Friday, 20 October 2017
Tony Abbott will never stop until he has destroyed Australia
“the shame and humiliation of losing high office drives him on, with the thinnest of rationalisations for his actions” [Judith Brett]
La Trobe University Emeritus Professor Judith Brett writing in The Monthly, August 2017:
Once again Tony Abbott has wrecked the chances of Australia achieving a bipartisan policy on emissions reduction. When, at the end of 2009, he successfully challenged Malcolm Turnbull for leadership of the Liberal Party, the catalyst was Turnbull’s co-operation with the Rudd government over the introduction of an emissions trading scheme. Winning by one vote, Abbott immediately announced a secret ballot on whether the party should support the Labor government’s legislation. The result, 54 against to 29 for, spelled the end of the Opposition’s co-operation with the government on its Carbon Pollution Reduction Scheme. When the scheme reappeared in 2011 as a price on carbon under Prime Minister Julia Gillard and her climate change minister, Greg Combet, Abbott made this “great big new tax on everything” the centrepiece of his campaign against the government. And when he won the election in 2013 he repealed the legislation.
To be sure, others have also contributed to the long-running disaster of Australia’s climate policies: the Greens under Bob Brown, who, in a fit of self-indulgent high-mindedness, refused to support Labor’s legislation in the Senate; Kevin Rudd, who walked away from the “great moral challenge of our generation” when the going got tough; and Julia Gillard, with her culpable naivety in promising that there would be no carbon tax in a government she led, and then agreeing that the scheme her government introduced could be called a tax. But it has been Abbott’s continuing belligerent prosecution of what shadow environment minister Mark Butler calls in his new book the Climate Wars that has turned going slow on emissions reduction into a Liberal cause. It is Abbott who has given focus and a voice to the motley collection of climate sceptics in the Coalition party room and kept alive the delusion that coal has a viable long-term future. For even if it were not the case that burning coal is contributing to global warming, the rapid development of renewables and their plummeting price would be numbering its days. If one can make energy from the sun, wind and tides, why would anyone bother digging up and transporting coal?
And he is at it again. For a brief moment early in June, the Independent Review into the Future Security of the National Electricity Market, chaired by Australian Chief Scientist Dr Alan Finkel, held out the hope that Australian politics might reach a bipartisan consensus on a scheme to both reduce emissions and increase energy supply, by providing the certainty the private sector needs to invest in new energy generation. Fearing Abbott and his troops, Prime Minister Turnbull had already ruled out an emissions intensity scheme, despite its widespread industry support. Finkel knew he couldn’t consider it, even if it were a better option than the clean energy target he eventually recommended.
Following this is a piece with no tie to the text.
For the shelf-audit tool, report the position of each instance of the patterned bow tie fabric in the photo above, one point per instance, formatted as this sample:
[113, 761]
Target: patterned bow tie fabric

The clean energy target seemed like clever politics. As it was “technology neutral” it did not explicitly rule out coal. Labor promised to work with the government to hammer out a deal it could live with when it returned to government. Business welcomed the possibility, finally, of a bipartisan agreement that would provide the certainty needed for new investment in energy generation. The Business Council of Australia, the Australian Industry Group, the Energy Users Association of Australia and energy retailers Origin, AGL and Energy Australia were all on board, and argued that the clean energy target would lower prices for consumers.
Not so, said Abbott, whose special contribution to the debate has been to reduce complicated, technical arguments to simple cut-through slogans with little connection to reality. The clean energy target is a tax on coal, he declared. Since the Finkel review was delivered, Abbott has upped his profile and his attacks on the government. Setting out his conservative manifesto to the Institute of Public Affairs at the end of June, he called for a moratorium on new wind farms, a freeze on the renewable energy target at its current level of 15% and the construction of another “big coal-fired power station”. Contrary to the evidence in the Finkel review and the assertions of the energy providers, Abbott claimed that the renewable energy target was causing people’s power bills to increase by making coal uneconomic, and that if private investors would not build a new coal-fired power station, then the government should step in and make good this market failure “as soon as possible”. Just why this last suggestion is either a liberal or a conservative one is hard to fathom. It sounds much more like an old-fashioned socialist argument for re-nationalisation of the power supply.
But consistency has never been Abbott’s strong point. His major preoccupation has always been product differentiation, drawing up the battlelines between the Liberal Party and its major enemy the Labor Party and winning the fight. From this perspective the main problem with the proposed clean energy target is that it is too similar to Labor’s policy. Abbott believed, he told Paul Kelly in early July, that energy policy was “the best hope for the government to win the next election”. Attacking the big fat carbon tax worked in 2013, so why wouldn’t it work again? Peta Credlin, whom Abbott described as the fiercest political warrior he had ever worked with, has since admitted on Sky News that Labor’s climate change policy was never a carbon tax, but that by pursuing “brutal retail politics” the Coalition made it one in the minds of the electorate, replacing fear for the future of the planet with a fight about the hip pocket.